One of the things we need to understand about the theology that was planted in this soil, if you will, by the early settlers is that they did not deem the Native people as having anything spiritually worthy of keeping.
…All the early charters that were sent from England over here…all said that they had a mission to, and they would say, like, “the savages,” or “the heathen,” things like that. So the assumption was already that God is not here, that God is only present with us, and so what we need to do, then, is teach them our religion and get rid of any sort of cultural baggage or spiritual beliefs. In fact, they would even say, even missionaries would often say that they follow the devil.
…As Native people heard this, they were already very spiritual. They were people who understood that God is powerful, that God is love. That they have personal experiences and even covenants with God. There were ceremonies based on those covenants, there were stories built around those. And in particular, we all have our covenant story of the land that was given to us so long ago.
It’s sort of like that verse in Acts 17:26-27 that says: From one man he created every ethnos or nation, so that they might reach out and find God. And so those places, God placed our different Native peoples in.
And yet the people who came saying, no, they are the ones that are believing in the real God, destroyed our relationship with those places by removing us, by taking away those stories, by taking away those songs and those ceremonies, and the very foundation of what it meant to follow God here already.
And so we were very close. And as my adopted [inaudible] mother used to say, when the missionaries came, we were very close to the message. We only didn’t understand how much God loved us because we didn’t know the story of Jesus.
But you look at Acts 17…Paul quotes Epimenides, one of the Greek philosophers’ poets. He knows their stuff, right? So this is not a lazy guy.

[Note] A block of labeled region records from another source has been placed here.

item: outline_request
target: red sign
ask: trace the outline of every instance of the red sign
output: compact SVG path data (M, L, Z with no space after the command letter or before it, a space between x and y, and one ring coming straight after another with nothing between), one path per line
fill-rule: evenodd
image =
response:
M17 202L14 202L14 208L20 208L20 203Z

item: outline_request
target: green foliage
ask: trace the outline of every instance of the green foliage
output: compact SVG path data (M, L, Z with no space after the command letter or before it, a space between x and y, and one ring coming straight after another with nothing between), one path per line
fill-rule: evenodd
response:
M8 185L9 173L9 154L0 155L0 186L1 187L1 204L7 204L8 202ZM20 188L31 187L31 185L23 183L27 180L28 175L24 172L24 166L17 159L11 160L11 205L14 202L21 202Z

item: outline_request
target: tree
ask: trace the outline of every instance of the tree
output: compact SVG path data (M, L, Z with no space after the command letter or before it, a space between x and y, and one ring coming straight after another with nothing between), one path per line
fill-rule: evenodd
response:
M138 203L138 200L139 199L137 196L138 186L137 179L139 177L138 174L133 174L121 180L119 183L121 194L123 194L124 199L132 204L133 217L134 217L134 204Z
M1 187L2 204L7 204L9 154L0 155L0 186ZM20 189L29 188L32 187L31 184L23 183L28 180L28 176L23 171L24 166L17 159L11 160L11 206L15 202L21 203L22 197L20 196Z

This is a guy who understands the people he’s talking to and the worldview and their culture…And Paul just simply said, “Let me explain who this unknown god is.”
WPTV, adding some commentary, notes that in vv. 29-31, “Paul does not merely “explain” who God is but commands his audience to repent from the false beliefs they hold.
Therefore since we are God’s offspring, we should not think that the divine being is like gold or silver or stone—an image made by human design and skill. In the past God overlooked such ignorance, but now he commands all people everywhere to repent. For he has set a day when he will judge the world with justice by the man he has appointed. He has given proof of this to everyone by raising him from the dead (Acts 17:31).
None of this surprising, as Woodley is thoroughly compromised. A writer for Sojourners and a signer of the Boston Declaration, this nonsense echoes his previous work and statements where he has claimed among other things that missionary work “doesn’t merely mean sharing a truth, it means to invite people into a shalom community,” and that “there is no place we can go where Jesus is not already present and active. Since Jesus is active everywhere, the first responsibility of mission among any culture is not to teach, speak or exert privilege but to discover what Jesus is already doing in that culture.”
He has further said that “God expects two conversions out of every missional encounter: 1) our conversion to the truths in their culture, and 2) their conversion to the truth we bring to the encounter” and that that “our humility as servants of Jesus should naturally lead us to first convert to the truths in their culture wherever we see Jesus is at work.”